Apparently the boys were out on a killing spree and managed to slaughter one of fewer than 400 whooping cranes left in the wild.
“They would drive around shooting whatever (animals) they saw, kind of like target practice. They had been squirrel hunting, and then they came upon a large white bird and just shot it,” said Special Agent Buddy Shapp of the Fish and Wildlife Service.
The minor, who pulled the trigger, was charged with unlawful take of an endangered species, while Bennett was charged with providing false information, according to Bird Watch Daily.
A reward was offered for information about the shooting, which lead to a tip about the boys. Neither of them are being charged with federal crimes, including violations of the Endangered Species Act and Migratory Bird Act, because there was a minor involved, even though that is not standard practice.
Sadly, the crane who was shot was with her mate, who was not killed. She was also the mother of the first chick to be hatched and successfully raised in the wild by cranes who had been raised in captivity.
These particular cranes were hand-raised at the USGS Patuxtent Wildlife Research Center as part of Operation Migration, which strives to reintroduce whooping cranes and other birds in the east.

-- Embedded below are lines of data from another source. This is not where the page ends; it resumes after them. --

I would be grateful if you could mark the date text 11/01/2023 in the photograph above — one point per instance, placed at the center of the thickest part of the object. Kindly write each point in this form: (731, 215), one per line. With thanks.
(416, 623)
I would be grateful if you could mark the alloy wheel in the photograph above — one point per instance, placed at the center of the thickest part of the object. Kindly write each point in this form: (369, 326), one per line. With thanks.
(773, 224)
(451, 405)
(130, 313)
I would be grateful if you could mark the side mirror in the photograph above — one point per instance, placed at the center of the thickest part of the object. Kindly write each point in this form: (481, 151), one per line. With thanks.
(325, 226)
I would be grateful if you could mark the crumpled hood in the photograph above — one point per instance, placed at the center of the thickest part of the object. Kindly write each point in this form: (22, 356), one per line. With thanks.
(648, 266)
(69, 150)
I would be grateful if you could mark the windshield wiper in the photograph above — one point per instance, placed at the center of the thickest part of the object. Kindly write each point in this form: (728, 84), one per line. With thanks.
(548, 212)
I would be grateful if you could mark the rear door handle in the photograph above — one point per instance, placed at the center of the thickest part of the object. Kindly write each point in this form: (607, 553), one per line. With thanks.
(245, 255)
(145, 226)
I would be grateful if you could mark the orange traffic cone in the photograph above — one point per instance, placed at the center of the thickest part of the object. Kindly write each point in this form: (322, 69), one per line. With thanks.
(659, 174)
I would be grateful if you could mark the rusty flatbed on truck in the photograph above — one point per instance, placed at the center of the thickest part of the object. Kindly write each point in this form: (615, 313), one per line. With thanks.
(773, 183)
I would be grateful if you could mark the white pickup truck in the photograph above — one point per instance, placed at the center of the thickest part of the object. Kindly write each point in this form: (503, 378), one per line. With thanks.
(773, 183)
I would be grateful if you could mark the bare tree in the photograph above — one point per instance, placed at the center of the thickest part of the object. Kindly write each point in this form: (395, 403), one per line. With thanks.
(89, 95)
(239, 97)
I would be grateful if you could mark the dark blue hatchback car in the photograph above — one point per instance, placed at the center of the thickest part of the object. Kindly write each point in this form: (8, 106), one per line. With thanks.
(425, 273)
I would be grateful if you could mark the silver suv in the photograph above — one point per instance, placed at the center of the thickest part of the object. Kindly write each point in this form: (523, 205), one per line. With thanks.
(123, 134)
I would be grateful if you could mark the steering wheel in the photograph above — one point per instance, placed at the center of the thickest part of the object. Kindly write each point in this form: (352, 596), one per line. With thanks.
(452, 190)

Baby cranes are reared by humans wearing costumes and using hand-puppets to teach them the skills they’ll need to survive in the wild. They are also taught how to fly by someone in an ultralight aircraft, which they will follow as they learn their migration route from Wisconsin to Florida (see photos).
To kill one of these beautiful and vulnerable birds is appalling. To give a fine of $1 is outrageous.